英国王室と日本の刺青
明治時代、日本独自の芸術として発展した刺青は、意外にも英国王室をはじめとする欧米の上流階級と深い関わりを持っていました。
藤原書店が提供する小山騰氏による解説記事『日本の刺青と英国王室』の内容に基づき、その関係性を要約して解説します。
1. 英国王室での流行
1870年代、当時の英国皇太子(後のエドワード7世)が刺青を彫ったことをきっかけに、王室関係者や上流階級の間で刺青を入れることが一種のファッションとして大流行しました。この流行は、英国王室の複雑な姻戚関係を通じて、他の欧州諸国の王室やアメリカの上流階級にも広がりました。
2. 日本を訪れた英国王子の刺青
明治時代には、来日した英国王室の王子たちが刺青を入れることが伝統のようになっていました。
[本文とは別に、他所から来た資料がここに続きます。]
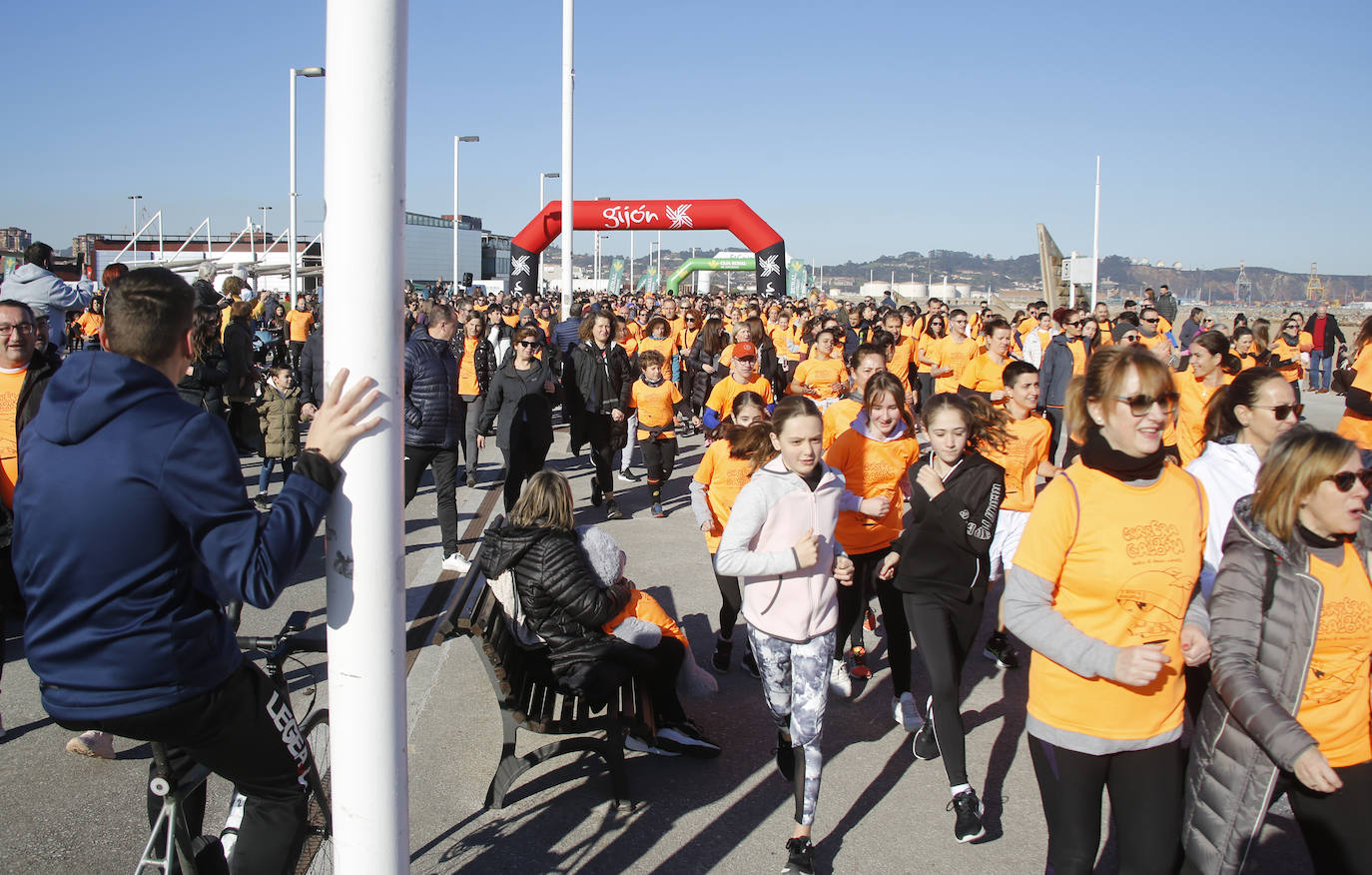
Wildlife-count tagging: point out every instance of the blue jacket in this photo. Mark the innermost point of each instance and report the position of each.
(432, 409)
(132, 526)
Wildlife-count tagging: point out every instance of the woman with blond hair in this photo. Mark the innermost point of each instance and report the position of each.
(1291, 628)
(1103, 590)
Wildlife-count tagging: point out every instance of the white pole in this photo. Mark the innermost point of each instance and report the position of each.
(568, 73)
(363, 187)
(290, 232)
(1095, 245)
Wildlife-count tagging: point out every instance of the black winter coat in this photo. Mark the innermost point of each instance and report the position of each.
(946, 546)
(432, 412)
(563, 602)
(523, 407)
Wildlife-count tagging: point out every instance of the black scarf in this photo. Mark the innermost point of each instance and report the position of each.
(1099, 454)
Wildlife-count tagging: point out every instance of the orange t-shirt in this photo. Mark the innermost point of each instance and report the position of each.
(1354, 426)
(821, 375)
(839, 419)
(1334, 705)
(983, 375)
(655, 405)
(872, 467)
(301, 324)
(466, 383)
(10, 385)
(722, 476)
(1027, 448)
(950, 353)
(722, 397)
(1125, 562)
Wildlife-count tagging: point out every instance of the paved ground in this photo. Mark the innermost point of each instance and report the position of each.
(881, 811)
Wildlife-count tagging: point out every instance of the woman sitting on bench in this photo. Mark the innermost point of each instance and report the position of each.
(565, 606)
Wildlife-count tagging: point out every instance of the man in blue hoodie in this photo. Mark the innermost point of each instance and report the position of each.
(125, 628)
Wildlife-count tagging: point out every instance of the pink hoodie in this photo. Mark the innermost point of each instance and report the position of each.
(770, 514)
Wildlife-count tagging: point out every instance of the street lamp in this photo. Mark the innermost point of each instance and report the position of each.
(311, 73)
(133, 229)
(457, 217)
(541, 177)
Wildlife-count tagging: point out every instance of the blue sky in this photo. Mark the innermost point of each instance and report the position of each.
(1227, 131)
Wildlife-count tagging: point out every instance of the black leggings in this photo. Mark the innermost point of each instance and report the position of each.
(1335, 824)
(1145, 789)
(852, 599)
(660, 459)
(944, 631)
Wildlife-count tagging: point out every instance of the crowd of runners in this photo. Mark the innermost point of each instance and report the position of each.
(1133, 495)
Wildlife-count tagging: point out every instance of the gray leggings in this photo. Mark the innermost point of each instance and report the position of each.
(796, 686)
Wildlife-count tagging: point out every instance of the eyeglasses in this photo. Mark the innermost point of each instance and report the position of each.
(1140, 405)
(1282, 412)
(1343, 480)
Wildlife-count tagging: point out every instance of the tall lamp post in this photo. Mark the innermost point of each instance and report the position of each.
(541, 177)
(457, 217)
(133, 231)
(311, 73)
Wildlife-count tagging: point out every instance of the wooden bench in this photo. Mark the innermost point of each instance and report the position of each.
(530, 697)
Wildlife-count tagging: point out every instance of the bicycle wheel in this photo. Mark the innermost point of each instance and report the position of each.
(318, 852)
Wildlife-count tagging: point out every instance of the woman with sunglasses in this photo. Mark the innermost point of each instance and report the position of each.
(520, 397)
(1103, 591)
(1291, 628)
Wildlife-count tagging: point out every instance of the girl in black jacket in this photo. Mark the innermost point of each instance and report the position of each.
(940, 565)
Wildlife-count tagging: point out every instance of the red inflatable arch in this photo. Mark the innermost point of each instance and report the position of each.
(727, 214)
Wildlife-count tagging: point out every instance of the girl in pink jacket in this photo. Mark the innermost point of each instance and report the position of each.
(780, 542)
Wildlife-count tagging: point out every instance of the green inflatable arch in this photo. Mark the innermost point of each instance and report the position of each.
(692, 265)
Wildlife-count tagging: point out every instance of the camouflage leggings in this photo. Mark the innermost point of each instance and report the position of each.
(796, 686)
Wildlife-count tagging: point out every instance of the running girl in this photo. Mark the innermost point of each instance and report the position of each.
(940, 569)
(780, 539)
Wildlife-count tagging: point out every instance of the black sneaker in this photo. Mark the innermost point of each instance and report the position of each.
(723, 650)
(998, 650)
(800, 857)
(686, 738)
(749, 664)
(925, 745)
(785, 757)
(968, 827)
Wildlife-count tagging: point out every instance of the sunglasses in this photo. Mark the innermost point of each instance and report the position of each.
(1343, 480)
(1140, 405)
(1282, 412)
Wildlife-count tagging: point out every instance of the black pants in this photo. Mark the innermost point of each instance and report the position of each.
(1145, 789)
(656, 669)
(600, 434)
(243, 732)
(1335, 824)
(660, 459)
(521, 463)
(944, 631)
(444, 481)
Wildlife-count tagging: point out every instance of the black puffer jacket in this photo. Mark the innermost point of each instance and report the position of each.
(432, 418)
(484, 359)
(563, 602)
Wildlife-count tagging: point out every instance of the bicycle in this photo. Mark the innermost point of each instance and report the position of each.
(171, 848)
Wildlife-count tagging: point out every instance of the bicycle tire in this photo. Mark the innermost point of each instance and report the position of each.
(318, 850)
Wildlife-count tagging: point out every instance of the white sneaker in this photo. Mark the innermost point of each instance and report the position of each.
(839, 680)
(457, 562)
(906, 713)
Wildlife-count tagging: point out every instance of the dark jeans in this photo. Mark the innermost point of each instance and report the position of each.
(520, 465)
(243, 732)
(444, 480)
(1145, 789)
(944, 631)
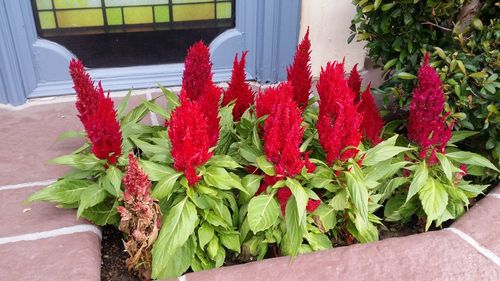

明治14年(1881年): アルバート・ヴィクター王子とジョージ王子(後のジョージ5世)が来日し、刺青を彫ることを熱望しました。当時、日本政府は刺青を「文明開化に反する野蛮な習慣」として禁制にしていましたが、大国・英国からの要請を断りきれず、これを受け入れました。
大正11年(1922年): 英国皇太子エドワード(後のエドワード8世)が来日した際にも同様の要請がありましたが、この時には日本はすでに国際的な地位を高めていたため、刺青の禁制を理由にこれを拒絶しました。
3. 歴史のアイロニー(皮肉)
この関係性には、歴史の皮肉とも言える側面がありました。
政府の禁制 vs 外国人の熱望: 明治政府が国内で「野蛮なもの」として刺青を厳しく禁止していた一方で、文明の模範として仰いでいた欧米の王侯貴族や旅行者たちは、日本の刺青を高く評価し、熱心に彫りたがりました。
無名の職人、世界的な名声: 日本で「刺青師のエンペラー」として世界的に有名になった職人「彫千代」は、海外では伝説的な存在でしたが、日本ではほぼ無名のまま数奇な最期を遂げました。また、日本の刺青技術やデザインは、明治期に欧米の刺青師たちにも大きな技術的影響を与えました。
庶民の間で芸術として昇華された日本の刺青は、明治時代というグローバリゼーションの黎明期において、外交や文化交流の意外な接点となっていたのです。